Urdangarin collected 10,000 euros for meetings, says former partner
Witness testifies that princess’s property firm Aizoon had no employees amid tax-fraud suspicions
Iñaki Urdangarin, the king’s son-in-law who is the target of a public fraud investigation, charged 10,000 euros for each meeting he held with businessmen to help drum up support for conferences and sports events that his non-profit Nóos Institute was organizing, a witness testified Monday.
Álex Sánchez Mollinger, a friend of Urdangarin who also participated in some of the meetings, told a Palma de Mallorca judge that the Duke of Palma collected 30,000 euros from the Valencia soccer team in exchange for a pledge to look for sponsors. The search failed to bear fruit but Urdangarin still collected his cash.

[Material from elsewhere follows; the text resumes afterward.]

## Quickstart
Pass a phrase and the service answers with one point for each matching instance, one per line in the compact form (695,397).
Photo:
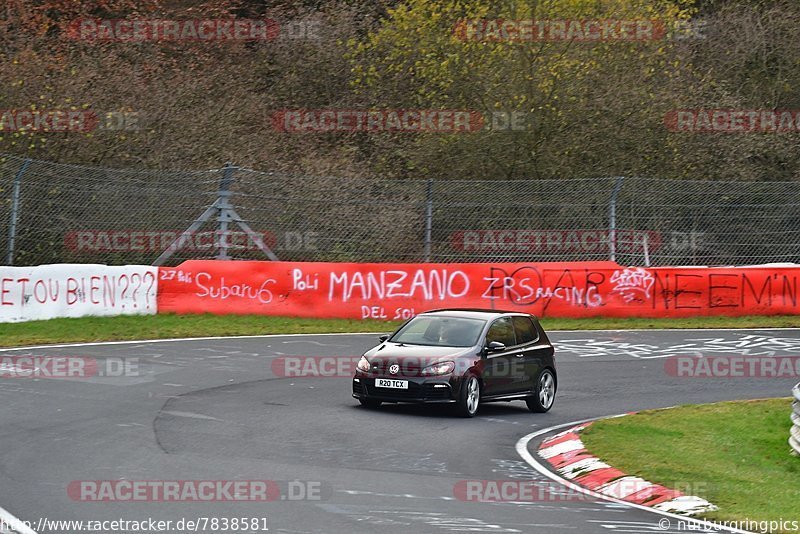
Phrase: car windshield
(440,331)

Previously, another witness, Fernando Roig, testified that Urdangarin was paid 600,000 euros for a similar task on behalf of the Villarreal team. Roig serves as president of the soccer club.
Judge José Castro, who is spearheading the inquiry, also took a statement from Mario Sorribas, who was once a close aide to Urdangarin, about Aizoon, the real estate and property firm the royal co-owned with his wife, Infanta Cristina. Sorribas revealed that there were no workers at the firm.
The judge is specifically looking at whether Aizoon was used as a front company to allegedly avoid paying some 240,000 euros in taxes from 2007 to 2008. Castro has opened an investigation into Princess Cristina’s tax returns. She was initially officially implicated in the embezzlement case against her husband but that decision was later left in abeyance.
Urdangarin is being investigated for fraud, tax evasion, falsifying documents and embezzling six million euros in public funds as head of the non-profit Nóos Institute.